Californians don’t want the government to spend public money to improve water supply
A vast majority of Californians see the current drought as a major problem/crisis but only a small percentage of people want the government to spend public money to improve water storage and delivery systems.
A fresh opinion survey found 89 per cent of respondents characterizing the statewide drought as a major problem, but only 16 per cent of them said that the natural calamity had affected their lives to a major degree.
A majority of respondents opposed the suspension of environmental protections or spending of public money at a large scale to improve water supplies. Only 36 per cent said they wanted to improve water delivery systems by spending public money.
David Kanevsky of Republican firm American Viewpoint, which conducted the opinion survey in partnership with Greenberg Quinlan Rosner Research, said that people didn't want quick fixes at the expense of the environment.

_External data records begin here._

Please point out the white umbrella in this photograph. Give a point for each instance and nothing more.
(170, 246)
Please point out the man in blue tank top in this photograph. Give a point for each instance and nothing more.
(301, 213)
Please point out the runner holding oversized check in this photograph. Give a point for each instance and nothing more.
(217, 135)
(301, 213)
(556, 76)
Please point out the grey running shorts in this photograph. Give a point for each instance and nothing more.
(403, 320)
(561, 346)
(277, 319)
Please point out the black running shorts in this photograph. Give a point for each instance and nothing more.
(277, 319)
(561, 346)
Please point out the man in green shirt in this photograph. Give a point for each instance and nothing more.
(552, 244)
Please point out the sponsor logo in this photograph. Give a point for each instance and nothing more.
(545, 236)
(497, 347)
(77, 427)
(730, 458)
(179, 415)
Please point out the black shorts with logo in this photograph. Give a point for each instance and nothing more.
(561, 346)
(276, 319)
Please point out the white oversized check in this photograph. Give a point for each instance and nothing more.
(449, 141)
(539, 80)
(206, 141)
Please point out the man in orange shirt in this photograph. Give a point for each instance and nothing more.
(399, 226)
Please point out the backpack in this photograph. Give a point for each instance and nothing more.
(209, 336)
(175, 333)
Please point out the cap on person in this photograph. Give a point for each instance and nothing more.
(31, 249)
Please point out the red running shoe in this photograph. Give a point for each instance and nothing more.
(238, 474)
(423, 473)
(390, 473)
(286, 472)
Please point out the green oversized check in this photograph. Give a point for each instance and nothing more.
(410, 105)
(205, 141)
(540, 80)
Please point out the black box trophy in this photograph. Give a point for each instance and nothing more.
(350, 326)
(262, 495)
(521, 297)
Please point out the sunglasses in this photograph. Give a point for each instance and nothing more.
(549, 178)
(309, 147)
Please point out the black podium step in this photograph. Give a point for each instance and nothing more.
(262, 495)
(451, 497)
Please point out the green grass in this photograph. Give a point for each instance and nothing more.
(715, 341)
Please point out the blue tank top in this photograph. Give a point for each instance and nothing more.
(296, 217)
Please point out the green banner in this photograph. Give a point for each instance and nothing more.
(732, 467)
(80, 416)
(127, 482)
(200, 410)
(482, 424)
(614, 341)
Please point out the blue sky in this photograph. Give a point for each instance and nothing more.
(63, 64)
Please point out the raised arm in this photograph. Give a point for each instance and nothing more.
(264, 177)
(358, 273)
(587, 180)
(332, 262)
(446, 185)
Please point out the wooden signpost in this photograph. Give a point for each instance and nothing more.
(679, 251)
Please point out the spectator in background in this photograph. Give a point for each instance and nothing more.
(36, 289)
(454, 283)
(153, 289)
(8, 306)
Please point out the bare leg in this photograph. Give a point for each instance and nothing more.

Speaking on the topic, he said, "They're really blaming larger forces here. What they don't want to see is quick fixes at the expense of the environment. As soon as you inject spending into it, support dries up."
However, 45 per cent people surveyed in Southern California said water rates should be hiked to promote conservation. In the Bay Area and Central Valley, 56 per cent and 33 per cent of the respondents suggested hike in water rates.
Agriculture, one of the state's biggest water using sector, has partially compensated for decreased water supply by pumping more groundwater, blunting the demand for radical remedies and huge spending on water projects.